RURAL BANKING: TRANSLATING VISION TO REALITY
Source: YOJANA – January 2018
Author: Manjula Wadhwa
Mahatma Gandhi said that ‘India lives in villages’ and therefore, rural development in imperative for the overall development of India. Post independence, the government has taken various steps to bring rural prosperity in India through the following measures:
- Introducing co-operative credit structure.
- Nationalisation of Public Sector Banks
- Expansion of banking services in rural areas.
- Launching of Regional Rural Banks (1976).
However, a large segment of the rural population is still ‘financially excluded’. Following data must be considered:
- India is home to 24% of the world’s unbanked adults i.e. 2/3rd of unbanked people in South Asia.
- About 31 crore ‘potentially bankable’ rural Indians do not have access to formal banking services.
The lack of infrastructure (e.g. electricity) and prevalent rural illiteracy (about 71%) impact the access to financial services. Intermediaries like NGOs, Self-Help Groups, Micro Finance Institutions, and Banking Correspondents etc. are being used to provide banking services in rural areas; however, such means cannot provide services on a full scale.
Many banks view the rural market as a regulatory requirement rather than an economic opportunity because of the following reasons:
- Irregular income and expenditure patters of rural households lead to Non-Performing Assets. (e.g. agriculturalists are dependent on monsoons)
- Low ticket size of deposit and credit transactions does not prove profitable for the banks.
- Low literacy rate prevents banks from depending on technology thus leading to high cost to serve.
Thus, developing an inclusive yet sustainable rural financial system is extremely challenging and involves comprehensive understanding of the host of complementary issues, which can be placed in seven broad categories:
- Product Strategy: Providing diversified products and services to rural customers after a comprehensive market analysis.
- Processes: Undertaking efficient business processes to facilitate initiatives like branchless banking.
- Partnerships: Partnering with people, Business Correspondents, Self-Help Groups etc.
- Protection: Protecting the bank and the customers from misuse of services.
- Profitability: Providing affordable and acceptable services to the rural clientele while ensuring profitability.
- Productivity: Ensuring productive and optimal use of financial services.
- People: Having a well-equipped and efficient rural staff.
In India, the first structured attempt towards financial inclusion was launched in 2005 by Mr. K.C. Chakraborthy, the Chairman of Indian Bank as a result of which, all households of Mangalam Village were provided with banking facilities.
Steps taken by the Reserve Bank of India to ensure Financial Inclusion:
- Facilitating no-frill accounts and General Credit Cards for small deposits and credit.
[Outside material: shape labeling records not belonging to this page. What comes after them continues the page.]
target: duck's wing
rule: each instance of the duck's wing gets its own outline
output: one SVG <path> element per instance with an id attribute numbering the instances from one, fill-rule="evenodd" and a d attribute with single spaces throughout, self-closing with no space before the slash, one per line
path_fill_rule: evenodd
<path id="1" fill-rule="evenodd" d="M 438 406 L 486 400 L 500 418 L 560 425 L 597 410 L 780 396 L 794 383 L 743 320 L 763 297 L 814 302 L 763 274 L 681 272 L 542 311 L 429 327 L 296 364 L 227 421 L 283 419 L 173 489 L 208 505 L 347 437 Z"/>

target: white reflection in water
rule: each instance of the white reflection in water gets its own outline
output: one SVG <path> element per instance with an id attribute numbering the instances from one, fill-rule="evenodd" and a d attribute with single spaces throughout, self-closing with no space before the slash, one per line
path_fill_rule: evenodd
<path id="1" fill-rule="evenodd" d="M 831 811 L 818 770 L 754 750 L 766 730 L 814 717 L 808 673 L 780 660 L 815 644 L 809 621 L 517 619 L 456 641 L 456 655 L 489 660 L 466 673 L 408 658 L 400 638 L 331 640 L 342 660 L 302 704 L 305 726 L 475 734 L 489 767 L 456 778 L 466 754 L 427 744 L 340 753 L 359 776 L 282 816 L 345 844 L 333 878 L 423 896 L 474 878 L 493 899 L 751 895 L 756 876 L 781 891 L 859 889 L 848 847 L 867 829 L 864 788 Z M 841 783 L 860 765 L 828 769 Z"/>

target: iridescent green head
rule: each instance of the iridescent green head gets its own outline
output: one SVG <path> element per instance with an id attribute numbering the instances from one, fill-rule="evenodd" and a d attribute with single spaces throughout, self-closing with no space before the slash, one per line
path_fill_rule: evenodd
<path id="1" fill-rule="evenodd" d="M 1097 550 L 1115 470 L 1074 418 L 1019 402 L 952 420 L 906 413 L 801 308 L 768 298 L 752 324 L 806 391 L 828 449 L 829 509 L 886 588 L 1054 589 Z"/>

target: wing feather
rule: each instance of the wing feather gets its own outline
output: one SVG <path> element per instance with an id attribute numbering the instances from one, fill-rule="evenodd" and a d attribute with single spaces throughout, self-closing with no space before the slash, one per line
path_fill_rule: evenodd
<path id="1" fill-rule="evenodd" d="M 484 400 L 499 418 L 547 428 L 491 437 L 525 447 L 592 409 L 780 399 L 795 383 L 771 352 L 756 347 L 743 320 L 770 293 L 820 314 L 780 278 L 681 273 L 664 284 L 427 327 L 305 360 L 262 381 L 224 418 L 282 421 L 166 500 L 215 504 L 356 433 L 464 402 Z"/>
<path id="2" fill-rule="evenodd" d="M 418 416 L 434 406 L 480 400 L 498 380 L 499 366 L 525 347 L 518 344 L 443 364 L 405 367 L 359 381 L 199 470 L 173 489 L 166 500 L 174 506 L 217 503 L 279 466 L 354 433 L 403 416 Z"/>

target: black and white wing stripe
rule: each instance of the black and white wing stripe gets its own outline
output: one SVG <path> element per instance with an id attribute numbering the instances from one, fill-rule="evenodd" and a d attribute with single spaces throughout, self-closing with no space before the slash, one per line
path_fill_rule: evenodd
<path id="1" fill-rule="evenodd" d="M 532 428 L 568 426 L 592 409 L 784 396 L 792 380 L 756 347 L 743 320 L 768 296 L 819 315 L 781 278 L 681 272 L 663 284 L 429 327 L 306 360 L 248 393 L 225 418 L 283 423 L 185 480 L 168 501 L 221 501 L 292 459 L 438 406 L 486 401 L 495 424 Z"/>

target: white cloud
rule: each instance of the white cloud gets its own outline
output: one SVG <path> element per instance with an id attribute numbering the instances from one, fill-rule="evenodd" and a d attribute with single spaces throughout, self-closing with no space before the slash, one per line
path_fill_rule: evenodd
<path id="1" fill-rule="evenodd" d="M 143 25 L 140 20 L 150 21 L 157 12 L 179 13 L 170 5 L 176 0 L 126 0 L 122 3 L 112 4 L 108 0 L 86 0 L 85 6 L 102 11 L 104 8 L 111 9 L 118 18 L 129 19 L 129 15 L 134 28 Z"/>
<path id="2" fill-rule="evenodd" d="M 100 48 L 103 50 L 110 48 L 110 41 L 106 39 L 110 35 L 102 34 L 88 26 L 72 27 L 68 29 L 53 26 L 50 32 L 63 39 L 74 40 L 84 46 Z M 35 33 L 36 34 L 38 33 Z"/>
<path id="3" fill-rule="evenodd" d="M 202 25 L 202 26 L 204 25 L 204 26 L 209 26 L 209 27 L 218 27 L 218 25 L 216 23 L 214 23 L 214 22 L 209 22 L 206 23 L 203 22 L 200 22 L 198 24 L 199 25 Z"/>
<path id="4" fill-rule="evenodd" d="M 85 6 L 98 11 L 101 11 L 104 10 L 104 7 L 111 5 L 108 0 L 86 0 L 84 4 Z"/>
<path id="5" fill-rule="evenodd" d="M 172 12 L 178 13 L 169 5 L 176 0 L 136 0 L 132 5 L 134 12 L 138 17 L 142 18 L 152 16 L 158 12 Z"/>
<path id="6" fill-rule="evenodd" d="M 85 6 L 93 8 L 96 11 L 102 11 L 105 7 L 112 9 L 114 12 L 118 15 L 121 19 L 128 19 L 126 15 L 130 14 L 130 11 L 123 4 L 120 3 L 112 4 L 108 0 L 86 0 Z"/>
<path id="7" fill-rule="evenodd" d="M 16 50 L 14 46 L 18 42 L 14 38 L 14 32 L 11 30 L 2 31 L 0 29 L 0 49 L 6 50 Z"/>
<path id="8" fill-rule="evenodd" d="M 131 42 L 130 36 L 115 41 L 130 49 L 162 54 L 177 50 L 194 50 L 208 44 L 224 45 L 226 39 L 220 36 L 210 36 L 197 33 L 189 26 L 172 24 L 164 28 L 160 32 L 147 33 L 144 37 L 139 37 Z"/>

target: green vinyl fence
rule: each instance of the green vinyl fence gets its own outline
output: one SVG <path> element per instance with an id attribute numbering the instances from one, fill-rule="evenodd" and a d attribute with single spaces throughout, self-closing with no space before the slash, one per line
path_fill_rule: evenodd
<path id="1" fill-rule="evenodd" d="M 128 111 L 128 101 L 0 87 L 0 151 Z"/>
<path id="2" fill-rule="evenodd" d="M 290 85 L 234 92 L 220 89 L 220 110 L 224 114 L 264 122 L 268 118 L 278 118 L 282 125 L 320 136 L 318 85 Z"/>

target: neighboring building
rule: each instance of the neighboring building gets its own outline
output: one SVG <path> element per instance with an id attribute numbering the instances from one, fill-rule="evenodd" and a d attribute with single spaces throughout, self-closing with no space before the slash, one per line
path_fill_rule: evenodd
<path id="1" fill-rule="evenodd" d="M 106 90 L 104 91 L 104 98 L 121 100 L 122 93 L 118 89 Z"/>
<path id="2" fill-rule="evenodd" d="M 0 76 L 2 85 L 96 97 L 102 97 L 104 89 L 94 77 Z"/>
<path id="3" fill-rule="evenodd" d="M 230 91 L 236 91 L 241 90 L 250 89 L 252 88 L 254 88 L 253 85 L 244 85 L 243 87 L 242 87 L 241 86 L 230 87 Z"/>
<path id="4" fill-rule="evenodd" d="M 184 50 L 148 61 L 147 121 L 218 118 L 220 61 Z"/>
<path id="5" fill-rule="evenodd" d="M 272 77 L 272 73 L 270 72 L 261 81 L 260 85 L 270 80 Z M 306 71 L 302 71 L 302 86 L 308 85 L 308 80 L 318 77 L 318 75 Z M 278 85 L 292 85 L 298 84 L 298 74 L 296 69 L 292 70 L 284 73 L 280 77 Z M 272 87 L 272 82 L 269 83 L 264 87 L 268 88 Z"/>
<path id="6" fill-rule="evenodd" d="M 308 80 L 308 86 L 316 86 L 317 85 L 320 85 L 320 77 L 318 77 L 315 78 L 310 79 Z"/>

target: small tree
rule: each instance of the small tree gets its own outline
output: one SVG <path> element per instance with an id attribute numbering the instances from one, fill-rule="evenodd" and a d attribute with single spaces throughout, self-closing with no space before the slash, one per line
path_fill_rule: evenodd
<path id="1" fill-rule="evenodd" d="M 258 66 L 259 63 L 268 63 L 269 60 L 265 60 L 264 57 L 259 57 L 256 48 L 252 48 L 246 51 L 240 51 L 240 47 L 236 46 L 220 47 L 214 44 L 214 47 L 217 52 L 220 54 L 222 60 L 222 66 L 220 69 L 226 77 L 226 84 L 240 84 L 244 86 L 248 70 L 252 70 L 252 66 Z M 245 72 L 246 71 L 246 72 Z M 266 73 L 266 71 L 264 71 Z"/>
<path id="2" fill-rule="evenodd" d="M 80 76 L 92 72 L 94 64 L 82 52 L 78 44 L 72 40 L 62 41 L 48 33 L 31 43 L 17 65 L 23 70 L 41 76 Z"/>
- Relaxing norms for opening accounts with annual deposits of less than 50,000.
- Issuance of Kisan Credit Cards (KCCs).
- Permitting commercial banks to make use of the services of Non-governmental Organizations (NGOs)/Self-Help Groups, micro-finance institutions and other civil society organizations are intermediaries for providing financial and banking services.
Measures that need to be taken:
- Better payment, training and grievance redressal for Banking Correspondents (BCs).
- Making banking services simple, affordable and flexible (e.g. simple and affordable credit process).
- Leveraging technology to ensure financial inclusion. Banks need to enhance ATM network, conduct financial literacy campaigns, promote electronic benefit transfer etc.
- Encouraging private sector banks to increase operations in rural areas.
- Provisions of facilities such as physical and digital connectivity, uninterrupted power supply etc.
- There is a need for vernacularisation of all banking forms.
- Tapping the potential of large Indian Postal Network in the world (89.86% of which are in the rural areas). Launching of India Post Payment Bank is a remarkable step.
- Introducing more innovation schemes like Self-Help Group-Bank Linkages Programme.
Steps taken by the government to ensure financial inclusion:
- Introducing Pradhan Mantri Jan Dhan Yojana (PMJDY).
- Setting up Micro Unit Development Refinance Agency (MUDRA) for providing micro credits.
- Social sector schemes like Atal Pension Yojana, Pradhan Mantri Suraksha Beema Yojana, Pradhan Mantri Jeevan Jyoti Beema Yojana.
- Aadhaar enabled micro-ATMs and RuPay cards to replace cash transactions.
- Introducing new payments banks and small finance banks.
However, these government initiatives face various hurdles like:
- Multiplicity of dormant accounts in PMJDY which increases costs for banks.
- Lower literacy rate in rural areas is an impediment for Jan Dhan, Aadhaar and Mobile (JAM).
- Corruption among bank officials, BCs etc.
- Increasing banking technology related frauds.
- Lack of infrastructure like connectivity and electricity in rural hinterlands.